Latin American notes
Reports from the Altiplano to Tierra del Fuego
Anthology of travel reports, journalistic columns and socio-cultural dissemination articles on Latin America written by Daniel Veith and published between 2005 and 2011 in newspapers and magazines such as “Frankfurter Allgemeine Zeitung”, “Süddeutsche Zeitung” and “Stern”.
Translations of the works of Daniel Veith
Daniel Veith has translated and reviewed translations in German, English, Spanish, Portuguese, Italian, French, Catalan and Galician.
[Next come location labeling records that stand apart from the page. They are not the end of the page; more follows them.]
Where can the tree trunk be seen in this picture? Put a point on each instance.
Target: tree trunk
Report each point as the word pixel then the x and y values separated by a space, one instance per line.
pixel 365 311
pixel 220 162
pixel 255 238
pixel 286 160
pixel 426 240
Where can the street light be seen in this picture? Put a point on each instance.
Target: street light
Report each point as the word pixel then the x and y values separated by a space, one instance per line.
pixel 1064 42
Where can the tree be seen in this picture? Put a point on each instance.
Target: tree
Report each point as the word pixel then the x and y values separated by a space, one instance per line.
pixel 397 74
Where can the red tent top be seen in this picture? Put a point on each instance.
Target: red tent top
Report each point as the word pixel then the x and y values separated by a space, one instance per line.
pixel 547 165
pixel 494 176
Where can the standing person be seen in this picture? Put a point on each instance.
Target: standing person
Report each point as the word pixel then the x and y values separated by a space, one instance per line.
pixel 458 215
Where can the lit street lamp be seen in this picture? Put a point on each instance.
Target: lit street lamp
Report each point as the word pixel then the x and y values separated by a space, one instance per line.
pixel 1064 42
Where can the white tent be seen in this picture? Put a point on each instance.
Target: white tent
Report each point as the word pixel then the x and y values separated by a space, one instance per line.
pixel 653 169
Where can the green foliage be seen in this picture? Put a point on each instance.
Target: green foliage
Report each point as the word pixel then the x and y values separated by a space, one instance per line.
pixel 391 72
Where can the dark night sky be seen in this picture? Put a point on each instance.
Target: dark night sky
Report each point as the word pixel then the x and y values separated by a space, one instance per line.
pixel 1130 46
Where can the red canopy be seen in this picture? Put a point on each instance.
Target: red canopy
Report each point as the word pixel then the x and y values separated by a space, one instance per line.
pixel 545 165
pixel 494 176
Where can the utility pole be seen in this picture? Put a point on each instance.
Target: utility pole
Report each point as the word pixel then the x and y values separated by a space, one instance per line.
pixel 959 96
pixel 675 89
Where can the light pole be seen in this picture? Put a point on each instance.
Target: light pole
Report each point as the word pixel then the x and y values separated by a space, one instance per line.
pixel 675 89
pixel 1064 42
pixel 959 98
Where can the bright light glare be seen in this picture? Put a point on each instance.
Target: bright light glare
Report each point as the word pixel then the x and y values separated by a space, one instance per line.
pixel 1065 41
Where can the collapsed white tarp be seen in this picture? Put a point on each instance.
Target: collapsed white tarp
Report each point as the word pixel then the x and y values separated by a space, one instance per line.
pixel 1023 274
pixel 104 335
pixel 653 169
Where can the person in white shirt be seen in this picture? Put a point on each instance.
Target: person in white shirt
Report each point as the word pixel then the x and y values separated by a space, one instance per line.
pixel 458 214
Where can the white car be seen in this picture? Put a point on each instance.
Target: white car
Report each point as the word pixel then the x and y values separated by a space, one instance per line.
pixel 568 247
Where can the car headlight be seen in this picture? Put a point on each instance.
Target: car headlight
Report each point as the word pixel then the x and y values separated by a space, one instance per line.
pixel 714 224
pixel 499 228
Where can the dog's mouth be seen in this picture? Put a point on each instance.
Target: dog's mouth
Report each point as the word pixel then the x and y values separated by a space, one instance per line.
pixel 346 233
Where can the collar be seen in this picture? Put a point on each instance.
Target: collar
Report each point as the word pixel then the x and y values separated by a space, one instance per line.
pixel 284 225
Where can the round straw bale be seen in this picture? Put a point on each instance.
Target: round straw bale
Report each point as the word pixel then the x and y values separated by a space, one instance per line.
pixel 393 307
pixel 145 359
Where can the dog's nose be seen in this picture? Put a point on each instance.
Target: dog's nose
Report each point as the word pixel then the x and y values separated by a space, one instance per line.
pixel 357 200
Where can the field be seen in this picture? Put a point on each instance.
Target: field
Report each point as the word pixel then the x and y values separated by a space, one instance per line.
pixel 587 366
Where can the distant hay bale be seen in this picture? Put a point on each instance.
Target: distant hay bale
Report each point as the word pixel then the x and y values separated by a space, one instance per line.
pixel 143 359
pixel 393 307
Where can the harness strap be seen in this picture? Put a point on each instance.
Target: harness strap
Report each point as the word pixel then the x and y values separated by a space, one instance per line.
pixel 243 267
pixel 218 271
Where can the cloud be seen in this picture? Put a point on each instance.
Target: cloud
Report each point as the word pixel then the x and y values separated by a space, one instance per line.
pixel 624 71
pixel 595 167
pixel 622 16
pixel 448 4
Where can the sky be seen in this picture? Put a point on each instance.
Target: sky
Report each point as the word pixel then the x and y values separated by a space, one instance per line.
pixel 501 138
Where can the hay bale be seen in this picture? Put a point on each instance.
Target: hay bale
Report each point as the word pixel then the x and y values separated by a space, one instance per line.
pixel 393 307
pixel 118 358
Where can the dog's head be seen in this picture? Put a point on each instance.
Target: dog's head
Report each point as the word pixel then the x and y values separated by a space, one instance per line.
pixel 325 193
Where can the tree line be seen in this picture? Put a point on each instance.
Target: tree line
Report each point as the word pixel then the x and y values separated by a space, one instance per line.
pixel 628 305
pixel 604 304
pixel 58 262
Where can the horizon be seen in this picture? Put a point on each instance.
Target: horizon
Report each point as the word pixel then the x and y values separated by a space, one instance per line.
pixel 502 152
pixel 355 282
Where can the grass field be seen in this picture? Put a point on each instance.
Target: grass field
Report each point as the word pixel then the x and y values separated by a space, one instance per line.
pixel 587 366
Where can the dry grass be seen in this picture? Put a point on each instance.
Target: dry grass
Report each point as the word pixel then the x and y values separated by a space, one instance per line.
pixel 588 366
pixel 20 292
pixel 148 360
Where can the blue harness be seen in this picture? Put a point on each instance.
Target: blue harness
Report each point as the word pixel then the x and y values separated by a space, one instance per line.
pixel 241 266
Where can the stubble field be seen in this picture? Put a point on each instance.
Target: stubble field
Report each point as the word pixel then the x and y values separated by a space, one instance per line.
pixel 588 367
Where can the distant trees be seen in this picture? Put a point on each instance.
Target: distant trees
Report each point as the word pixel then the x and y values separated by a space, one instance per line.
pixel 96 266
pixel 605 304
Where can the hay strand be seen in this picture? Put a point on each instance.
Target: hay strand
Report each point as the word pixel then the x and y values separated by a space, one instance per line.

For example, he translated the original German shooting script of his feature film “Dämmerung in Sodom” (“Dawn in Sodom”) into Spanish, under the title “Amanecer Sodoma”, considering the different varieties and records of Spanish and their specific regional vocabulary used by the characters. Having studied a large number of languages, Daniel Veith can personally take charge of the final revision of a translation to ensure exact equivalence with the original texts, as he has done in the case of the nine translations of “Dawn in Sodom”, except in the case of Basque.